Commodore 64

The Commodore 64, introduced in 1982, became the best-selling single computer model ever made, selling in the tens of millions over its long production life. Built around the MOS Technology 6510, a variant of the 6502 with an on-chip I/O port, the machine paired a capable 8-bit processor with 64 kilobytes of RAM and two custom chips that set it apart from rivals at its price: the VIC-II video chip and the SID sound chip, both designed by Commodore’s in-house MOS engineers.

The Commodore 64 Programmer’s Reference Guide, the company’s official technical manual, documents these chips in detail. It describes the VIC-II’s hardware sprites, programmable movable objects that the video chip composites onto the display without the processor having to redraw them, along with the machine’s character and bitmap graphics modes and color handling. The same guide documents the SID chip’s three independent voices, multiple waveforms, filtering, and envelope control, an unusually rich synthesizer for a home computer of the time.

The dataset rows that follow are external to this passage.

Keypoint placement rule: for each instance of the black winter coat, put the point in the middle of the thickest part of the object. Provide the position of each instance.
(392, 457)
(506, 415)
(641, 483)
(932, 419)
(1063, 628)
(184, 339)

Those two chips shaped the machine’s culture. The SID’s expressive synthesis gave rise to a distinctive body of chiptune music, with composers writing directly to the chip’s registers to coax remarkably complex pieces from three voices. The VIC-II’s sprites and color tricks, combined with the documented hardware in the Reference Guide, gave game programmers and demo coders a well-understood platform to push to its limits, and the Commodore 64 became one of the central machines of the early demoscene.

Commodore’s ownership of MOS Technology let it manufacture the 64’s custom chips and processor in-house, which kept costs low and allowed Jack Tramiel’s company to price the machine aggressively. That pricing, and Commodore’s willingness to sell through mass-market retail channels rather than computer specialty stores alone, helped the 64 reach an enormous audience of ordinary buyers, fulfilling Commodore’s ambition of computers for the masses.

The Commodore 64 came with Commodore BASIC built into ROM, so that switching it on dropped the user straight into a programming environment. For a generation of users it was a first computer and a first taste of writing code, of game development, and of low-level hardware programming. Its combination of mass-market sales, documented custom hardware, and an active community made it one of the most influential personal computers in history.